I was finally fired from work. I walked out of the hotel building like a sombie. Thank Jesus that I was given a chance to work at a hotel which located on the outskirt of Bangkok. The owner is Christian. While working in that Christian hotel, I was constantly haunted by all bad things I had done in my life. One day while contemplating about committing suicide, all the memory of my bad deeds was dramatically flashed back. I had no way out of all my problems except ending this miserable life of mine. While thinking about jumping down from the 29th floor of the hotel building, I suddenly heard an emergency door shut so loudly that I was very frightened and ran rapidly down the emergency staircases to the ground floor.

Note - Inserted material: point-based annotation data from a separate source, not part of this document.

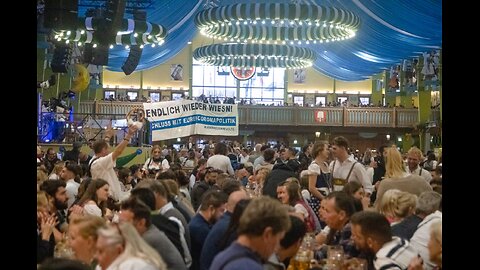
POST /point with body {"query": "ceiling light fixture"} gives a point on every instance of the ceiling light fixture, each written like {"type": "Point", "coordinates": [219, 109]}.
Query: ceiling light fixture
{"type": "Point", "coordinates": [288, 22]}
{"type": "Point", "coordinates": [255, 55]}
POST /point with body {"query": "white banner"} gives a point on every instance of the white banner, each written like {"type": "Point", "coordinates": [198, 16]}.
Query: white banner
{"type": "Point", "coordinates": [180, 118]}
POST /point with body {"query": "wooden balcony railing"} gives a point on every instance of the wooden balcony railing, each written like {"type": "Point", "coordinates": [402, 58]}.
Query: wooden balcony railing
{"type": "Point", "coordinates": [294, 116]}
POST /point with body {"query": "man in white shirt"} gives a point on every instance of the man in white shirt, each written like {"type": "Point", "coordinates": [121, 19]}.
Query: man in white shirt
{"type": "Point", "coordinates": [414, 156]}
{"type": "Point", "coordinates": [421, 237]}
{"type": "Point", "coordinates": [69, 172]}
{"type": "Point", "coordinates": [102, 164]}
{"type": "Point", "coordinates": [371, 234]}
{"type": "Point", "coordinates": [345, 168]}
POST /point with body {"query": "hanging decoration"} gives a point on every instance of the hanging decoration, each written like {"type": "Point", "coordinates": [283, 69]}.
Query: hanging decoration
{"type": "Point", "coordinates": [277, 23]}
{"type": "Point", "coordinates": [255, 55]}
{"type": "Point", "coordinates": [132, 32]}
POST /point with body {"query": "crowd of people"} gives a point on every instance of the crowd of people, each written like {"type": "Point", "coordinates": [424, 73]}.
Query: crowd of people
{"type": "Point", "coordinates": [229, 206]}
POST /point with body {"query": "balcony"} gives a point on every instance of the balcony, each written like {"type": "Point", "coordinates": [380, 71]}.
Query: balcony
{"type": "Point", "coordinates": [292, 116]}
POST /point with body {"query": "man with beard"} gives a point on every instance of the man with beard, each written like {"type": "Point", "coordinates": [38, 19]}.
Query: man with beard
{"type": "Point", "coordinates": [211, 209]}
{"type": "Point", "coordinates": [371, 234]}
{"type": "Point", "coordinates": [57, 200]}
{"type": "Point", "coordinates": [199, 189]}
{"type": "Point", "coordinates": [134, 211]}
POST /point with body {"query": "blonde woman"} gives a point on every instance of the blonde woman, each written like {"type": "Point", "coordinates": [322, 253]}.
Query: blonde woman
{"type": "Point", "coordinates": [397, 178]}
{"type": "Point", "coordinates": [396, 205]}
{"type": "Point", "coordinates": [120, 247]}
{"type": "Point", "coordinates": [82, 238]}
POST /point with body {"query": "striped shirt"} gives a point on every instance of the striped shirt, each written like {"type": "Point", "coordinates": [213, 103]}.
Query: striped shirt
{"type": "Point", "coordinates": [395, 254]}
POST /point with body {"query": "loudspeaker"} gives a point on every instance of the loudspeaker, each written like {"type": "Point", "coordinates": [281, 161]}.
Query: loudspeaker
{"type": "Point", "coordinates": [132, 60]}
{"type": "Point", "coordinates": [61, 59]}
{"type": "Point", "coordinates": [61, 14]}
{"type": "Point", "coordinates": [95, 56]}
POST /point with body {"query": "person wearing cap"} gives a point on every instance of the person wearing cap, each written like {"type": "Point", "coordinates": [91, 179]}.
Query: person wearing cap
{"type": "Point", "coordinates": [74, 153]}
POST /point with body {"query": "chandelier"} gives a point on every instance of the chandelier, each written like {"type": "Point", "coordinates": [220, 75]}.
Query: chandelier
{"type": "Point", "coordinates": [263, 34]}
{"type": "Point", "coordinates": [132, 32]}
{"type": "Point", "coordinates": [255, 55]}
{"type": "Point", "coordinates": [277, 22]}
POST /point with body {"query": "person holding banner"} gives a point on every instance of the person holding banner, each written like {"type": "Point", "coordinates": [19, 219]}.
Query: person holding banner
{"type": "Point", "coordinates": [220, 160]}
{"type": "Point", "coordinates": [102, 164]}
{"type": "Point", "coordinates": [155, 163]}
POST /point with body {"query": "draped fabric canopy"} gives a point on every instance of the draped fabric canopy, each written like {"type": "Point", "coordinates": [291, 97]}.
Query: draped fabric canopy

Later that day, the hotel’s owner had made all his staff study the Bible. Everyone was willing to participate in order to please the big boss. He had also made me read some Bible verses (I cannot remember which ones). After finishing reading, I felt so relieved, strengthened, and peaceful for the first time in my life. However, I was not willing to accept this new religion since I was so convinced that all my good deeds earned in this life would be sufficient to help relieve my predicaments.
During working at the hotel, I had been specially taken care of by the owner and all his friends. I was also constantly prayed for, until one day I felt my life was better. Before long I had made the most important decision by accepting Jesus Christ into my heart, to be my Lord and Savior. This was the best decision I had made in my whole life. Then I was offered a new job by another hotel, which I believed to be a good sign of starting my new life with God.
Looking back, I could compare all my sufferings and predicaments with a person plagued by the end of 4th stage cancer. I was dying spiritually because the Bible says, “The wage of sin is death.” Praise the Lord that now I have received a new life…life that is abundant which I had been seeking for all of my life.